Шотландец пожал плечами:
— Что ж, тогда это чувство мне в самом деле неизвестно. И я прекрасно прожил без него те пятнадцать лет, что сплю с женщинами.
Они вели диалог на чистейшем тосканском диалекте, и со стороны беседа звучала исключительно как цепь отвлеченных от жизни умопостроений, но оба знали, что это не так.

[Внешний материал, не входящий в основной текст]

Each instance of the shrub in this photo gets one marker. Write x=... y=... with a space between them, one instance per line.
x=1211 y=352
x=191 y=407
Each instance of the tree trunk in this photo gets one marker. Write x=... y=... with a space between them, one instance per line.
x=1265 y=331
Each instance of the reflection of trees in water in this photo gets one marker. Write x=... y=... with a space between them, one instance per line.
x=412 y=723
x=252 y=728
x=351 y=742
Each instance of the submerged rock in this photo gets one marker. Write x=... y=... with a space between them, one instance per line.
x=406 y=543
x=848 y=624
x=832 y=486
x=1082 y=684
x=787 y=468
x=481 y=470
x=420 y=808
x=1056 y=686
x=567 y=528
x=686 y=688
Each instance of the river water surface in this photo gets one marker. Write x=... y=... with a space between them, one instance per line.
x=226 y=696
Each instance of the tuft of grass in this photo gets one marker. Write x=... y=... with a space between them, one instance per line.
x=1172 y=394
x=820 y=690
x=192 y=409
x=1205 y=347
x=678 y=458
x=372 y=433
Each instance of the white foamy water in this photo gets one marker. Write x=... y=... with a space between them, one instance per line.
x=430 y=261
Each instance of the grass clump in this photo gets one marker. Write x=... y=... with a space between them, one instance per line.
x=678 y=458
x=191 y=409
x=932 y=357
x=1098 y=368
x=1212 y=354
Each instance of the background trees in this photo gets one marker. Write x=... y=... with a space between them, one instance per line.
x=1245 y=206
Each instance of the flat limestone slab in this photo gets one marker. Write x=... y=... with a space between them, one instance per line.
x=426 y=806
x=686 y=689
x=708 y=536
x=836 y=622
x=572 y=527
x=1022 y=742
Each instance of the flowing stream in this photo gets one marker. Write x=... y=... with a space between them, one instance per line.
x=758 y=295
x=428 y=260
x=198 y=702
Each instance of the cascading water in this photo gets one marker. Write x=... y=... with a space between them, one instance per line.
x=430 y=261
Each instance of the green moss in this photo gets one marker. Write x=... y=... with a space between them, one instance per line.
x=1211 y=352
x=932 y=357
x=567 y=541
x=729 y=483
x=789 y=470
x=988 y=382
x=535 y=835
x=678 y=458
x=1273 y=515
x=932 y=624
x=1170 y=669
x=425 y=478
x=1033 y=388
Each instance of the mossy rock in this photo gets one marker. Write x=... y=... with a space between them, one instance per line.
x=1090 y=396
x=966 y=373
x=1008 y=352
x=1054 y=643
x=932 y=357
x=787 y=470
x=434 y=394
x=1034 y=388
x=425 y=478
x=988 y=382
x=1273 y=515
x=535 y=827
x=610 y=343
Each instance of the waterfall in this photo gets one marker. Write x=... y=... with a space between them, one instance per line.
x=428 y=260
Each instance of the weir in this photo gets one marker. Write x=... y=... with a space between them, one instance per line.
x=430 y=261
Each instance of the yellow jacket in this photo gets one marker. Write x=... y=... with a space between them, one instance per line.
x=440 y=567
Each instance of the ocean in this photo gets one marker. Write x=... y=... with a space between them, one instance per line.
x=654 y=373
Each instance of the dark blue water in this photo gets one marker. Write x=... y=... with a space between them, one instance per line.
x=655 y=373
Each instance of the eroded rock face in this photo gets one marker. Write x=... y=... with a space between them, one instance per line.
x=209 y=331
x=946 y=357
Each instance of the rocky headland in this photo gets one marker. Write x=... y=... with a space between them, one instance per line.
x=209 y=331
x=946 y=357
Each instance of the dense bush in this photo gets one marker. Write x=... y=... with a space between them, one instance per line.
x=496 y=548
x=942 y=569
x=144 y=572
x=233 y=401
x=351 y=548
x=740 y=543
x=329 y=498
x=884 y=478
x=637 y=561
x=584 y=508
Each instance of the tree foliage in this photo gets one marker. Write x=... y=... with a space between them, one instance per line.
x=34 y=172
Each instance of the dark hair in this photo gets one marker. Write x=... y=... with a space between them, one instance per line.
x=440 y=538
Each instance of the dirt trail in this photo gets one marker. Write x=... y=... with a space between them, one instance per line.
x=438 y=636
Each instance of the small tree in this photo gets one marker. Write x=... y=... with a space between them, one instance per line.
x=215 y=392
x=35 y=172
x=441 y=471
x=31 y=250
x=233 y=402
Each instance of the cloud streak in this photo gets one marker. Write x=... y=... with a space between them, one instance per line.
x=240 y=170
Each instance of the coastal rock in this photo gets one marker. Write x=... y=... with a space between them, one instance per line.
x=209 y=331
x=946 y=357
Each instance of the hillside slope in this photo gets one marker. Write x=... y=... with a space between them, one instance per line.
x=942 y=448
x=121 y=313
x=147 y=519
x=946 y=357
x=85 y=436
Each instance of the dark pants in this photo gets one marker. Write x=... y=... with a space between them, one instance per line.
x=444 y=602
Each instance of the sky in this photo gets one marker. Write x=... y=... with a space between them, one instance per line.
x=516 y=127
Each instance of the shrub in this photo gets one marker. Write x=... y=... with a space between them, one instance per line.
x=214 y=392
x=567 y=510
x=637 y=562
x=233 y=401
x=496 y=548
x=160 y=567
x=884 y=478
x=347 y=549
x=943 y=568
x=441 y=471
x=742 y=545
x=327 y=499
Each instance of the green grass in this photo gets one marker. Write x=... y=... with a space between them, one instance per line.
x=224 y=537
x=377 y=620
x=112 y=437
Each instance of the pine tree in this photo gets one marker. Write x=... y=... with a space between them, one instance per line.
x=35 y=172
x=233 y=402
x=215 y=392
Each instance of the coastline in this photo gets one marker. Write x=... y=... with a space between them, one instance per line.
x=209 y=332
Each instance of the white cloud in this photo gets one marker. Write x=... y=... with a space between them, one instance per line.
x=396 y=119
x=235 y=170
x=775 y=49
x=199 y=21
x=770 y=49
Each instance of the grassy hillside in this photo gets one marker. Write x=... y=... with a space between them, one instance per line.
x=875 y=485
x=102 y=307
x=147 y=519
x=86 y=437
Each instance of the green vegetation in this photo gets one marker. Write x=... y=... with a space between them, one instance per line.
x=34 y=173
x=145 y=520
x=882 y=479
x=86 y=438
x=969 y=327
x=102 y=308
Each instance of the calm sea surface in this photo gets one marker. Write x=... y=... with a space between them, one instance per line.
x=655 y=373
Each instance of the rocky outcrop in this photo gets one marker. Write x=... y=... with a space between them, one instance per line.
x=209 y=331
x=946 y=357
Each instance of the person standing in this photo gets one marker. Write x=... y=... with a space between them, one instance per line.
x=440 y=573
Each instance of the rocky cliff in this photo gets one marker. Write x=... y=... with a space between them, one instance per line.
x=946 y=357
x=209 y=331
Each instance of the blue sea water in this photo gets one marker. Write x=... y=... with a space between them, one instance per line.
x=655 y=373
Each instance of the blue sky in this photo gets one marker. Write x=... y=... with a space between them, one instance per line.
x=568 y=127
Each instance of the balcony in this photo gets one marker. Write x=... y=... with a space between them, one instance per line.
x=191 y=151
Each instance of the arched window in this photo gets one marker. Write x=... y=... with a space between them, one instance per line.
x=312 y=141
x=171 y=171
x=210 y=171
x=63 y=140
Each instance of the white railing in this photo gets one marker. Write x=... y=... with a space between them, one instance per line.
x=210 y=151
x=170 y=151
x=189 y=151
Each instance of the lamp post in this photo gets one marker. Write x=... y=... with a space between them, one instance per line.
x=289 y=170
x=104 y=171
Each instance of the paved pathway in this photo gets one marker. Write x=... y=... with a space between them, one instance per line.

— Настоящая любовь сделает вас богом, Patrizio, — тихо сказал писатель. — И потому, какое чувство бессмертия вы будете испытывать от обладания любимым существом, и потому, что сами захотите отдать в чужие руки и это свое бессмертие, и луну с неба, и вечное блаженство… и при этом вы станете умирать от того, что вам все равно не достичь полноты слияния, ибо тела были разделены Господом еще в творении, стало быть, никому не дано вернуть обратно свое ребро. Вы будете довольствоваться малым, но сгорать от желания к большему. У вас прибавится сил, счастья, уверенности, удачливости, фортуна станет вам улыбаться. И одновременно вы будете болеть от ревности при любом нескромном взгляде на любимое существо, каждое его немилостивое слово будет — ваша болезнь и слабость, каждый неласковый взгляд — ваша открытая рана. Случалось вам ревновать?
Патрик пожал плечами:
— Да вроде бы нет…
— А бывало так, чтобы дух захватывало от взгляда на женщину или мужчину? До слабости в коленях, до полной беспомощности?
— Да вы экзаменуете меня, Пьетро! — усмехнулся Босуэлл. — Или исповедуете?
— Бывало?
— Нет… как правило, это у женщин захватывает дух от моего взгляда.
— В скромности вам не откажешь,carissimo mio, — улыбнулся хозяин дома. — Но вам это позволительно.
За окном, кипящий солнечными брызгами и окриками гондольеров, сиял Канал-Гранде.
— Я вам завидую… — вдруг сказал собеседник Белокурого. — Значит, у вас все это еще впереди…
— О, надеюсь, что нет, если настоящая любовь на деле соответствует вашему описанию, дорогой Пьетро! Надеюсь, что нет!
— Но зачем вы пытаетесь убедить меня, что вовсе лишены способности привязываться, Patrizio? Это ведь и неправда, и полная глупость.
— Потому что, — выдохнул Белокурый, опускаясь в кресло напротив писателя, — это правда, мой друг. В наше время непозволительное излишество — иметь живое нутро, открытое для удара. А у меня такого, впрочем, и отродясь не было.
— Но вы горевали о ком-либо?
— Да, случалось… Пьетро, примите во внимание, я двенадцать лет прожил в землях, где междуусобная война — самое привычное течение жизни. У вас в горах, я слыхал, тоже бытуют подобные обычаи. Конечно, вокруг меня умирали, и умирали часто.
— Так значит, все-таки было существо, коснувшееся вашего сердца? Вы солгали мне, Patrizio, это нехорошо… Но только то был юноша, а не девушка, — итальянец понимающе кивнул и развел руками в жесте, умоляющем о прощении. — Вы должны были сказать мне об этом, я бы не свалял дурака, подложив вам Микелито… что с ним стало?